Since these sickle shaped cells are abnormal, they are destroyed swiftly by the body. Instead of the normal 120 days life cycle, sickle shaped red blood cells have only a 10-20 day life span. These cells are not very fluid and can get lodged into the blood vessels, clogging the vessels and deterring the normal flow of blood. This blockage can cause severe damage to not only the blood vessels, but also the organs, bones and muscles where blood cannot reach because of the clogging. Such a blockage is extremely painful and can eventually result in death.
The blood test for sickle cell trait is done though a method known as the High Performance Liquid Chromatography. This test is important in order to identify the kind of hemoglobin present in the red blood cells. However, the HPLC is only an indicative test and a further genetic test needs to be done in order to confirm the presence of sickle cell traits.
The disease is an autosomal recessive disease. If a person is suffering from sickle cell disease, it means that sickle cell traits have been inherited from both the parents. When both genes inherited from the parents are normal, the child is normal and will have normal blood unless the child is suffering from some other disease. If the child has inherited one gene that synthesizes hemoglobin A and another that synthesizes hemoglobin S, the child may not develop sickle cell disease, but will be a carrier and may pass it on to the next generation.

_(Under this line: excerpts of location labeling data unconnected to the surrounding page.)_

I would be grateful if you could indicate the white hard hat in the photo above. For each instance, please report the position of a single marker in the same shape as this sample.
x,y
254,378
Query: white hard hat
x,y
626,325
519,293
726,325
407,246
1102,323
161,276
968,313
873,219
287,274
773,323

In a lot of regions all over the world, it is mandatory to get a newborn child tested for sickle cell anemia. The tests are also strongly recommended for anyone who has a family member suffering from the disease. Today, the tests are sophisticated enough to test the fetus for hemoglobin abnormalities.
However, if you have had a transfusion even as long as four months before a test, the results may not be accurate. The normal RBC, which may have been obtained from the donor’s blood, can stay in the body for 120 days and therefore the tests will be falsely negative.